D’autres indications données par le Times concernent la pénétration extrêmement profonde des structures des services de sécurité et des divers services du gouvernement par les cartels, cela mis en évidence par des arrestations diverses, ou bien par le mandat d’arrêt lancé contre Julio Godoy, demi-frère du gouverneur de l’Etat de Michoacán et élu la semaine dernière comme membre du Parti Démocratique Révolutionnaire pour siéger au Congrès mexicain. C’est là également un aspect classique de la situation du Mexique et un caractère puissant de cette “guerre de la drogue” qui s'affirme de plus en plus comme un conflit autour de la légitimité du pouvoir politique.

L’ensemble de la situation montre effectivement l’accentuation du désordre et la perte de contrôle de la situation par un gouvernement dont la légitimité ne cesse de s’affaiblir. Cette orientation est, par ailleurs, dans la logique de l’élection du président Calderon, en 2006, qui se fit dans des conditions très suspectes et elles-mêmes d’une légitimité très douteuses. Les derniers événements sont bien plus une illustration de la situation qu’une cause, quoi que disent les experts de la réelle puissance du cartel La Familia. Les experts américains avaient pu conclure, après l’offensive du Têt du début 1968, que les forces du FLN et du Nord-Vietnam avaient subi des pertes énormes et étaient très affaiblies. Mais la vraie question n’était pas tant de savoir ce que pouvaient faire ces forces, que de savoir si les forces US et sud-vietnamiennes pouvaient gagner la guerre, et le Têt avait montré que non. De ce point de vue, l’analogie avancée par Ciro Gomez Leyva est juste; les derniers événements ne font que montrer l’incapacité des forces gouvernementales de gagner cette “guerre”, notamment parce qu’elles se trouvent dans une situation d’illégitimité évidente, telle qu’elle s’est formée selon les diverses conditions politiques et sociales établies par le régime.
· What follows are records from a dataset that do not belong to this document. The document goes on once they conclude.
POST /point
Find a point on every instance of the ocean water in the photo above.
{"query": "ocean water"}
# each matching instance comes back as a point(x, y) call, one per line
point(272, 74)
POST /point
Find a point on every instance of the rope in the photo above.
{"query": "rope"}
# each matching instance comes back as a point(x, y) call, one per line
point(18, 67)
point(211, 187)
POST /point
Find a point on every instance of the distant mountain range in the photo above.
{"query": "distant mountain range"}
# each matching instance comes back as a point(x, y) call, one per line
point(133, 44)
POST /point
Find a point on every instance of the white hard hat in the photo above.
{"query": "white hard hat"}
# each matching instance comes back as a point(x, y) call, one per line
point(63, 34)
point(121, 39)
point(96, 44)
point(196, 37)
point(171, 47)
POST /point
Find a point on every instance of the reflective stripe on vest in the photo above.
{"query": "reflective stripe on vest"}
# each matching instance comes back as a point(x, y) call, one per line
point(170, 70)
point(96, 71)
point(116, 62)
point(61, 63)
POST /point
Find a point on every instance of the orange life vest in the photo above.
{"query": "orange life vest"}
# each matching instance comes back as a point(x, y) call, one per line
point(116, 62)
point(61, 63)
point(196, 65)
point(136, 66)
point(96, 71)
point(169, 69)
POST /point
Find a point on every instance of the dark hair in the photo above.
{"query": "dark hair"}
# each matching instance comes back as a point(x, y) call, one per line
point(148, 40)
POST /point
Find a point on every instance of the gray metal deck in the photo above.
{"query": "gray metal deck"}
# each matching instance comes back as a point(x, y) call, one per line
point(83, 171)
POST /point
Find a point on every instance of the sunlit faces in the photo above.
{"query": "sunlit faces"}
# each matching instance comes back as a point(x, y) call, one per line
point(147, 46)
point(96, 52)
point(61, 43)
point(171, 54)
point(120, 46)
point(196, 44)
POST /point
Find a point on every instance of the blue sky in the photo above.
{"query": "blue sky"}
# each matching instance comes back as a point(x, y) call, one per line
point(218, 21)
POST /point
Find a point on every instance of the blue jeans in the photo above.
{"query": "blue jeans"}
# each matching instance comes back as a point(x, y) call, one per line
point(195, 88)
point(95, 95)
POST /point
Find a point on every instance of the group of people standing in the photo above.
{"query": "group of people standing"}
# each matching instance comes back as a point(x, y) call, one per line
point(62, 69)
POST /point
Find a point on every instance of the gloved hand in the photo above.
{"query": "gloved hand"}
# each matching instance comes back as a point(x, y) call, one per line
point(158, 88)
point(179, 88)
Il s’agit bien, ici, d’un cas évident d’un conflit de la quatrième génération, ou G4G, selon la définition qu’en donne William S. Lind. L’essentiel tourne autour de la question de la légitimité des autorités en place. La “guerre de la drogue” n'est à cet égard qu’un moyen développé par la dynamique de la situation pour la mise en évidence de l'illégitimité de ces autorités, c'est-à-dire une réponse négative apportée à la question posée. A ce point, l’analogie du Têt semble devoir être abandonnée parce que, évidemment, les cartels n’offrent pour l’instant aucune alternative politique alors qu’au Vietnam les forces communistes en offraient une. Le développement des événements au Mexique fait évidemment penser à une évolution vers une situation de vide du pouvoir, générant un désordre devenant institutionnalisé. Ce développement correspond à une situation générale de notre époque, conforme aux normes qu’on rencontre désormais dans ces conflits G4G qui n’ont que très peu d’analogies avec le phénomène de la “guerre” au sens courant. Bien plus qu’une nouvelle forme de guerre, la G4G doit être perçue comme la marque opérationnelle d’un temps où la crise centrale est celle de la légitimité de l’autorité et du pouvoir politique, et non plus la question des concurrences et des antagonismes entre nations et groupes de nations ou d’intérêt.